Le 14 juillet 1956, Joseph Wresinski rejoint les 252 familles rassemblées dans le camp des sans-logis. Il y éprouve un véritable choc. « Ce jour-là, je suis entré dans le malheur », écrira-t-il plus tard.

« J'ai été hanté par l'idée que jamais ces familles ne sortiraient de la misère aussi longtemps qu'elles ne seraient pas accueillies dans leur ensemble, en tant que peuple, là où débattaient les autres hommes. Je me suis promis que si je restais, je ferais en sorte que ces familles puissent gravir les marches du Vatican, de l'Élysée, de l'ONU... »

Désormais, il consacrera toute son énergie à faire reconnaître ces personnes en quête de dignité, qui possèdent une pensée et une expérience uniques, indispensables à la société. Il s'oppose à la soupe populaire et propose aux familles un jardin d'enfants et une bibliothèque. « Ce n'est pas tellement de nourriture, de vêtements qu'avaient besoin tous ces gens, mais de dignité, de ne plus dépendre du bon vouloir des autres. » Une chapelle, des ateliers pour les jeunes et les adultes, une laverie, un salon d'esthétique pour les femmes vont être réalisés peu à peu.

Fondateur du Mouvement international ATD Quart Monde

Avec les habitants du camp qui veulent bien le suivre et quelques amis, en 1957, il fonde une première association qui prend l’appellation d'« Aide à toute détresse » (ATD Quart Monde). « Nous n'avions rien que nos personnes à offrir.
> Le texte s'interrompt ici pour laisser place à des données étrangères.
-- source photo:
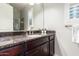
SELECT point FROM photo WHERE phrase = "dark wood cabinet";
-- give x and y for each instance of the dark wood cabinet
(51, 48)
(12, 51)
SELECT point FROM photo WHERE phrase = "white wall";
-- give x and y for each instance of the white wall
(54, 20)
(6, 17)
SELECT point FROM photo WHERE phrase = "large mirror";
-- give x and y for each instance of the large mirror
(21, 17)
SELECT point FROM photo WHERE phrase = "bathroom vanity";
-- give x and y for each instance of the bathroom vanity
(30, 45)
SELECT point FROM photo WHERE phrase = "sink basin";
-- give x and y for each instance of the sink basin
(6, 42)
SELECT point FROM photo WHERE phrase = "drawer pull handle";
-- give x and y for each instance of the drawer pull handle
(3, 54)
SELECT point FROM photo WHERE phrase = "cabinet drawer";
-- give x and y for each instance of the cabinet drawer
(36, 42)
(12, 51)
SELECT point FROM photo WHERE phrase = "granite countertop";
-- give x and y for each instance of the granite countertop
(21, 39)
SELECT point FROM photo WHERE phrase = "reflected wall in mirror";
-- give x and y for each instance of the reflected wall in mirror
(6, 17)
(21, 16)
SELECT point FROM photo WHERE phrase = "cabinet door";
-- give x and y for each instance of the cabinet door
(51, 47)
(45, 49)
(12, 51)
(35, 52)
(42, 50)
(6, 17)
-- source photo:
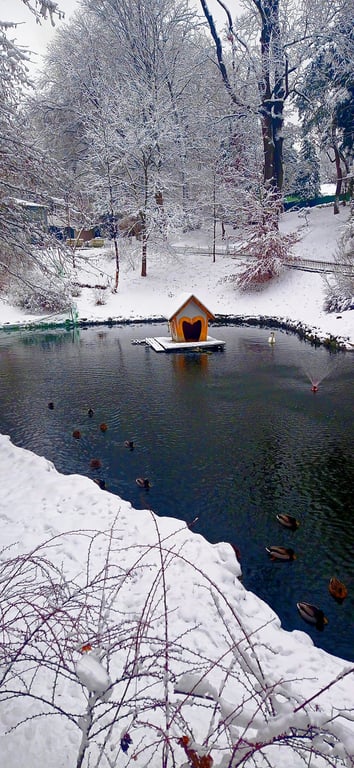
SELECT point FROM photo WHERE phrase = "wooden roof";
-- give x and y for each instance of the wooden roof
(183, 299)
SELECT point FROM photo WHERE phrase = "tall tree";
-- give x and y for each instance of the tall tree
(22, 167)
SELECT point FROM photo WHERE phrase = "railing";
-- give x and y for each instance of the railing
(307, 265)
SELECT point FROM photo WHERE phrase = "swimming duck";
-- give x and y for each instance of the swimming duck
(337, 589)
(288, 521)
(143, 482)
(95, 463)
(101, 483)
(281, 553)
(312, 615)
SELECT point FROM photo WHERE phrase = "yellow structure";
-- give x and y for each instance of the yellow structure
(189, 320)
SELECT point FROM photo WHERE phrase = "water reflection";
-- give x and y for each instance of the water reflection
(233, 438)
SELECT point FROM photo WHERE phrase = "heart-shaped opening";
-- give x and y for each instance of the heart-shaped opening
(192, 331)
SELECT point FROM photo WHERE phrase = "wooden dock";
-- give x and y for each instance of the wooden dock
(166, 344)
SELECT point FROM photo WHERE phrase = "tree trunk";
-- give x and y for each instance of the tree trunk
(338, 171)
(116, 252)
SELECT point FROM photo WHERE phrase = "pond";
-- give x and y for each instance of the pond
(230, 437)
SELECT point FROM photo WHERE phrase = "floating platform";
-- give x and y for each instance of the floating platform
(166, 344)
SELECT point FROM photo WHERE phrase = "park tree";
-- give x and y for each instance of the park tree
(130, 86)
(307, 181)
(325, 96)
(33, 276)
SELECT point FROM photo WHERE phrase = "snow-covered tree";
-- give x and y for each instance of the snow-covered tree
(23, 200)
(129, 84)
(326, 94)
(307, 181)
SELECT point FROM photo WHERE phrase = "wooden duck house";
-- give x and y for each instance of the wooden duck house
(188, 326)
(189, 320)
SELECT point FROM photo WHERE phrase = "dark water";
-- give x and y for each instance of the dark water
(231, 437)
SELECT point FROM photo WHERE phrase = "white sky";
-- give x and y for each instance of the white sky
(36, 37)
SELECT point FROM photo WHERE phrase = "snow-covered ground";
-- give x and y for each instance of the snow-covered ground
(159, 611)
(296, 295)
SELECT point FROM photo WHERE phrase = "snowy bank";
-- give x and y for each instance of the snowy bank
(294, 300)
(182, 659)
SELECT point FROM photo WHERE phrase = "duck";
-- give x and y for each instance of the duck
(143, 482)
(101, 483)
(312, 615)
(281, 553)
(95, 464)
(288, 521)
(337, 589)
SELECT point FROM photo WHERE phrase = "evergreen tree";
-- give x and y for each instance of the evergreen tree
(307, 183)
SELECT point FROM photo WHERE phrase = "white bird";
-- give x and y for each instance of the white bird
(93, 675)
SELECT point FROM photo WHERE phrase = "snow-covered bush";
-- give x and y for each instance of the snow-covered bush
(267, 251)
(39, 293)
(102, 654)
(339, 294)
Ces familles qui vivaient dans l'extrême pauvreté, nous avons voulu dès le départ qu'elles soient les défenseurs de leurs frères ». Des personnes de tous horizons le rejoignent. Le Père Joseph a fondé un mouvement marqué par le pluralisme des croyances et des convictions. « Pour moi, il s'agissait d'un droit de justice de permettre à n'importe quel homme quelles que soient sa foi, ses idées, sa culture, de pouvoir descendre au plus bas de l'échelle sociale. »Il crée ensuite le terme « Quart Monde» pour donner une identité collective à ces familles dispersées. Peu à peu le Mouvement s'étend, en France, en Europe, et dans plus de trente pays sur les cinq continents. Pour le père Joseph, il ne s'agit pas de mener des actions « caritatives » au sens habituel de donner des biens matériels. Il s'agit de refuser la misère, ce qui nécessite de réfléchir et d'agir autrement en prenant en compte la pensée et l'expérience des plus pauvres. Beaucoup désirent que les pauvres changent de comportement. Beaucoup pensent nécessaire de les éduquer. Le père Joseph, lui, propose de construire une proximité avec les plus blessés pour changer avec eux à partir de la connaissance de leur histoire et de leur quotidien.

Il était prêtre et aimait  à le rappeler souvent : "Je suis prêtre de l'Eglise catholique, apostolique et romaine" mais, respectant les convictions des personnes qui rejoignait son combat il créa un Mouvement ouvert à tous demandant à chacun de confronter ses références religieuses, politiques ou philosophiques avec l'expérience de la misère et de l'exclusion sociale. Lui-même n'a cessé de creuser sa connaissance des textes chrétiens particulièrement l'Evangile où il voyait vivre son peuple autour du Christ. « Pour moi qui suis prêtre, si les pauvres son ma vie, l'Eglise est mon oxygène. »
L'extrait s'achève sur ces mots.